The library structure that is used is tentatively laid out as shown below.
I say tentatively because the name of the entries may change yet. The order
of entries, their usage and size will not change. Naturally we may add new
fields to the end.
STRUCTURE MI,LIB_SIZE ; Standard library node
UBYTE io8_Flags ; is this 68881?
UBYTE io8_pad ; line up to next 32bit boundary
ULONG io8_68881 ; ptr to io68881 base
ULONG io8_SysLib ; ptr to SysBase
ULONG io8_SegList ; ptr to this SegList
ULONG io8_Resource ; ptr to mathIEEE.resource
ULONG io8_opentask ; called when task opens
ULONG io8_closetask ; called when task closes
LABEL MI_SIZE
Of particular interest to hardware developers are the opentask and closetask
entry points. These functions will be called when a task calls OpenLibrary
and CloseLibrary. This will give the vendor the opportunity to set up any
per task initialization necessary. The Amiga library presently sets them up
as NOPs in the case of straight emulation. It puts the 68881 initialization
code in there for the 68020/68881 as well as the peripheral 68881. That
initialization code currently sets up rounding modes and interrupt requests.

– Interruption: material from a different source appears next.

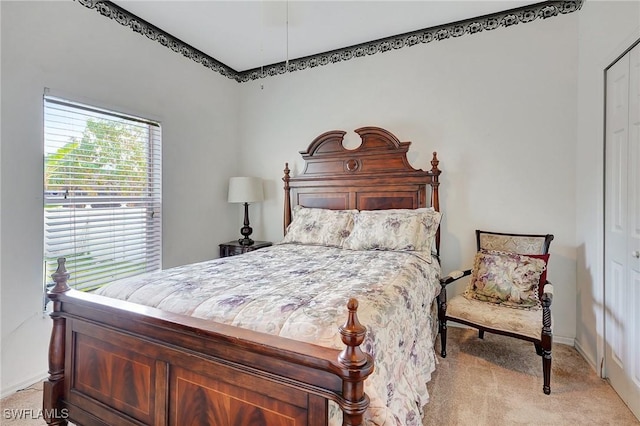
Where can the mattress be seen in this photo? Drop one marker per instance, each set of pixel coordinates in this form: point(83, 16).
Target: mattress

If you need to override the defaults, you will have to set the appropriate
Alt bits in the Resource structure and overwrite the opentask/closetask
fields when your AltInit function is called. The OpenLibrary routine checks
the return value of opentask for errors. If a nonzero is in d0.l then
OpenLibrary will return 0 to the task trying to OpenLibrary.

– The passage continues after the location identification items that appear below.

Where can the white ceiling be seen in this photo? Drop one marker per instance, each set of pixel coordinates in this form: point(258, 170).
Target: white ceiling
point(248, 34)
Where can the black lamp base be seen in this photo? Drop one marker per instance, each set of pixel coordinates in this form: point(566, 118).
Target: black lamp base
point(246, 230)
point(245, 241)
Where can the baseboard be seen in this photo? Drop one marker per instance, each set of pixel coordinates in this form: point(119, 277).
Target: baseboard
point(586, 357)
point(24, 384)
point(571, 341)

On the 68020/68881 some new exceptions are generated. Unfortunately the
V1.2 operating system does not properly initialize these. For users of the
new ramkick/A2024 system, the fixes have been added to the exec.library.

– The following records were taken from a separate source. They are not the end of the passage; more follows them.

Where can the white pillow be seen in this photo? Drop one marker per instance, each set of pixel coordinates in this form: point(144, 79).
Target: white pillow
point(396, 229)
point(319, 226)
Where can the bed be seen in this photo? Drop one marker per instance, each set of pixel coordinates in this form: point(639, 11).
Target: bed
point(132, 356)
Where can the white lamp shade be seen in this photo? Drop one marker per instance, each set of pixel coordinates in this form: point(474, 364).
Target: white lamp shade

For the rest we provide a program to run during your startup sequence to
initialize the vectors and redirect processing back to exec when the new
exceptions occur. This is only necessary on 68020/68881 systems.
Benchmarks
This section contains some benchmarks comparing the performance of the
various Amiga math libraries. Use these as a guide when selecting the
math routines to be used for your application.
All these benchmarks show the reults when compiling under Greenhill's C.
The results you get with another compiler will vary.
How does V1.3 stack up to V1.2?
A Comparison of Software
V1.2 V1.3 V1.2
IEEE IEEE MathFFP
Float
10000 (secs) 92.14 45.22 17.64
256000 (secs) 580.58 282.52 136.78
Calcpi
(kflops/sec) 2.07 4.93 11.14
PI error -5.5e-14 -1.4e-11 6.1e-5
Whetstone
(kwhets/sec) 12 24 78
Savage
(secs) N/A 470 98.2
System tested: A1000, 512k chip memory, 1 external floppy
Transparent Increase in Speed
V1.3/000 000/881 020/881
Float
10000 (secs) 45.22 19.18 13.46
256000 (secs) 282.52 179.98 122.46
BCalcpi
(kflops/sec) 4.93 7.89 11.78
PI error -1.39e-11 -2.78e-11 -2.78e-11
Whetstone
(kwhets/sec) 24 81 124
Savage
(secs) 470 20.4 15.2
error -6.9e-7 -5.6e-7 -5.6e-7
Systems tested:
V1.3/000 was an A1000 with 512k.
000/881 was an A1000 with 512k plus 2M and Microbotic's "881 Starmath
020/881 was an A2000 with CSA's 68020/68881, 2M memory and a 2090a
Penultimate Speed Tests:
Comparison of Speed Using
Inline F instructions
V1.3/000 020/881
Float
10000 (secs) 45.22 0.26*
256000 (secs) 282.52 15.86
Calcpi
(kflops/sec) 4.93 81.3
Whetstone
(kwhets/sec) 24 459
Savage
(secs) 470 4.6
Systems tested:
V1.3/000 was an A1000 with 512k and 1 external floppy.
020/881 was an A2000 with CSA's 68020/881, 2M memory and a 2090a.
Note: Under this test, the 020/881 test code will not run on a
standard 68000 based system.
* The Greenhill compiler may have optimized this benchmark to nothing.
Penultimate Speed Tests, II:
Inline Results With
Fast 32-Bit Memory
Inline Inline
020 020/881 030/882 020/881 030/882
Float
10000 (secs) 25.6 6.08 5.16 0.24* 0.18*
256000 (secs) 168.74 54.08 47.52 15.28 13.16
Calcpi
(kflops/sec) 8.44 25.29 28.8 90.09 114.42
Whetstone
(kwhets/sec) 39 263 291 673 889
Savage
(secs) 320.8 8.4 7.6 4.46 3.98
Systems tested:
020 was an A2000 with CSA's 020 board running at 14 MHz.
020/881 was an A2000 with CSA's 020/881 board running at 14 MHz.
030/882 was an A2000 with CSA's 030/882 board running at 14/16 MHz.
* The greenhills compiler may have optimized this benchmark to nothing.